It was 1985 when The Key to Rebecca first aired. It was a made-for-TV film based on the novel by Ken Follett. I had never heard of the film until a couple of days ago and had no knowledge of the book, so I was pretty much going into this with nothing more than the blurb you can read off the back of the DVD box. The one thing that jumped out at me was the running time on the film: 3 hours and 14 minutes, so one thing I knew was it would be a film I’d be spending a decent amount of time with. I have nothing against long film. I don’t care what the runtime is on a film, just so long as the film is good, and unfortunately The Key to Rebecca didn’t turn out to be the suspense-filled spy film I had hoped it would be.
The film takes place during the 2nd World War and is set in Cairo, Egypt. It’s in the middle of the desert; where the film opens up and we see Alex Wolff (David Soul) is being rescued. It doesn’t take long before we discover that Wolff is working as a spy whose purpose is to supply information to the Nazis as they prepare to advance into Egypt and seize control. This is where Maj. Vandam (Cliff Robertson) comes in. Basically he is a spy hunter, and after it is discovered that a spy is responsible for the murder of a British soldier, he is put to task to find the spy and uncover his mission. It’s a fun setup, but with a 3-hour-plus running time, there is so much padding to this story that it loses its punch.

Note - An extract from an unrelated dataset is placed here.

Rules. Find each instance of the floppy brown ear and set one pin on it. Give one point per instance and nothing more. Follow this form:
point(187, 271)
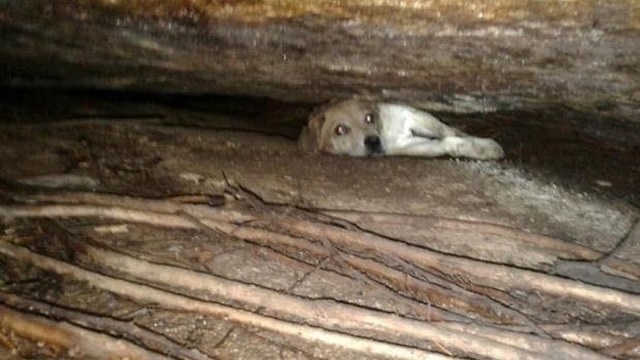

Part of the padding to the plot involves Elene (Season Hubley), who is recruited by Vandam to help him track down Wolff. This relationship takes a not-so-surprising turn as the two become romantically involved, though one can’t be too sure about what Elene’s true intentions may be. The relationship between Vandam and Elene does work, and I can understand that this was fleshed out to engage the female viewers at the time, but really it does become a bit tedious at times, not to mention how the film seems to go off course and spend time with the Major’s son. Sure, getting to see the family life helps us get to know the character, but it does nothing for the plot. In a book this is fine, and I understand it’s there to fill time, since this was a 2-part series on TV, but that doesn’t mean it did the film any favors.
As for Wolff, he enlists a female of his own, a seductive belly dancer who has plenty of hate towards the British. He recruits her to help him steal information that he plans to hand over to General Rommell (Robert Culp), who is waiting out in the desert ready to strike. The stuff between Wolff and his belly-dancing partner does add some sexy intrigue to the story, but even this at times feels a bit dragged out.
One of my favorite moments in the film comes at around the mid-point of the film where it seems Vandam may possibly have his man after Wolff has an altercation at a restaurant. What’s set up is a fun (though highly unrealistic) chase through a labyrinth of alleyways. What I will also say is that when the film is in around the last thirty minutes or so the pace definitely picks up, and it did manage to win me over.
Watching this, yes, the film is very much dated and wouldn’t make much of an impact if this were to drop as a “NEW” film on Netflix, but as a product from its time it still has moments where it entertains. The only issue on the technical side of the film that bothered me was the generic title cards and credits used in the film that gave it a cheap feel. I have to admit it was a little strange seeing Cliff Robertson playing a suave ladies man; after all, for me, I look at him as Uncle Ben from the Spider-Man franchise. I joke, but it is still fun to see him back when he was still in his prime, and he does well as a charismatic leading man. This isn’t your typical war film. I’d put it in the same vein as Casablanca but not nearly as great as the classic, but if you like your wartime-era films filled with more intrigue than violence, The Key to Rebecca may be the film for you.